Helga Haber was the first child of Paula Haber, b. Kilian, and the physicist and mathematician Gustav Haber. Two brothers followed in 1939 and 1941. According to her own statement, she survived the Second World War and the post-war period “in the furthest Palatinate” (Winseln, Leutershausen and Frankelbach ) - a few kilometers from the French border and the Siegfried Line. She attended school in Kaiserslautern and in Kusel , where she graduated from high school in 1957 . Her father also taught at the grammar school.

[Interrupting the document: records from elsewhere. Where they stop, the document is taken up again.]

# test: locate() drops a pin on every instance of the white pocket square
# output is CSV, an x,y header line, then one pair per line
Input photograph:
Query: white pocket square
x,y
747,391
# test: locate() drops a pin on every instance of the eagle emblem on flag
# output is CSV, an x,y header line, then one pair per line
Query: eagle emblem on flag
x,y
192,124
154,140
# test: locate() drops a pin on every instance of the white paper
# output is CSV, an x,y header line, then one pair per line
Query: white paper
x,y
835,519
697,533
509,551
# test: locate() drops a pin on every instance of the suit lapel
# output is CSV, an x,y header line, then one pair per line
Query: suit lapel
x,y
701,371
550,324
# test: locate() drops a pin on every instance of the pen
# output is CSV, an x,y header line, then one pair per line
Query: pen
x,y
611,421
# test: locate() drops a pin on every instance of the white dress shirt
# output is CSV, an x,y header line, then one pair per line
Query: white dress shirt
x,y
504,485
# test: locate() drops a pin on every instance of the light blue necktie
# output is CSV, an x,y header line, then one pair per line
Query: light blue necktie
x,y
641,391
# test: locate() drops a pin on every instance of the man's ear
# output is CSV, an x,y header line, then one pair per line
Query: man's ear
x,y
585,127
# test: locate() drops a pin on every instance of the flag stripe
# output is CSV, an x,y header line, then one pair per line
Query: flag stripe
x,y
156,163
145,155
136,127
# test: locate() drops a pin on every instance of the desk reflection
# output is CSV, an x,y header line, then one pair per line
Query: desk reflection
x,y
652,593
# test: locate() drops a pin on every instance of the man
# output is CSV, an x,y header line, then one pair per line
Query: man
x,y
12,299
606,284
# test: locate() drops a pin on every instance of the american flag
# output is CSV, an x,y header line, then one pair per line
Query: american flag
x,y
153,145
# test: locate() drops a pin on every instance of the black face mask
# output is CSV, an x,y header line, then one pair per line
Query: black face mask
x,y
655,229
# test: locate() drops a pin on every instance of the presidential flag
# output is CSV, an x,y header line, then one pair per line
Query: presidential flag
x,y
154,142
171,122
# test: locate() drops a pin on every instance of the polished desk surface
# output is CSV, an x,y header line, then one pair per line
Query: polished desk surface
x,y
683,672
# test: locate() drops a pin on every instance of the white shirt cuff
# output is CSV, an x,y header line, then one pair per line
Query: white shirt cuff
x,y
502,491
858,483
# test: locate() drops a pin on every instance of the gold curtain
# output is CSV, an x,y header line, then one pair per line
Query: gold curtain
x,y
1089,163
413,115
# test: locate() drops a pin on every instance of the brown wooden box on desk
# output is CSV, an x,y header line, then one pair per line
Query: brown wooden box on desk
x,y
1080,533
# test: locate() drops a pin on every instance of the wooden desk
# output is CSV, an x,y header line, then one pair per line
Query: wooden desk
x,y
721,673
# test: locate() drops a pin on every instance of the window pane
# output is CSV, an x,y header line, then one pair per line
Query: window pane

In 1957 Helga Haber began studying psychology at the University of Mainz with Albert Wellek , a representative of holistic psychology at the Leipzig School . His fields of work were music psychology and synesthesia . In 1959 Helga Haber moved to Vienna, where Hubert Rohracher taught in the tradition of Viennese psychology. After a short trip to the University of Hamburg to see Peter R. Hofstätter , she then completed her diploma in psychology with Wellek at the Psychological Institute of the University of Mainz in December 1961.

Four weeks later, Helga Haber and Diether de la Motte , composer and music theorist, married. After her husband accepted a call to the Hamburg University of Music and Theater , Helga de la Motte-Haber continued her studies at Hamburg University . Here she met the private lecturer Hans-Peter Reinecke (1927–2003) through Hofstätter . She decided to study musicology and learned to play the piano for a year in preparation .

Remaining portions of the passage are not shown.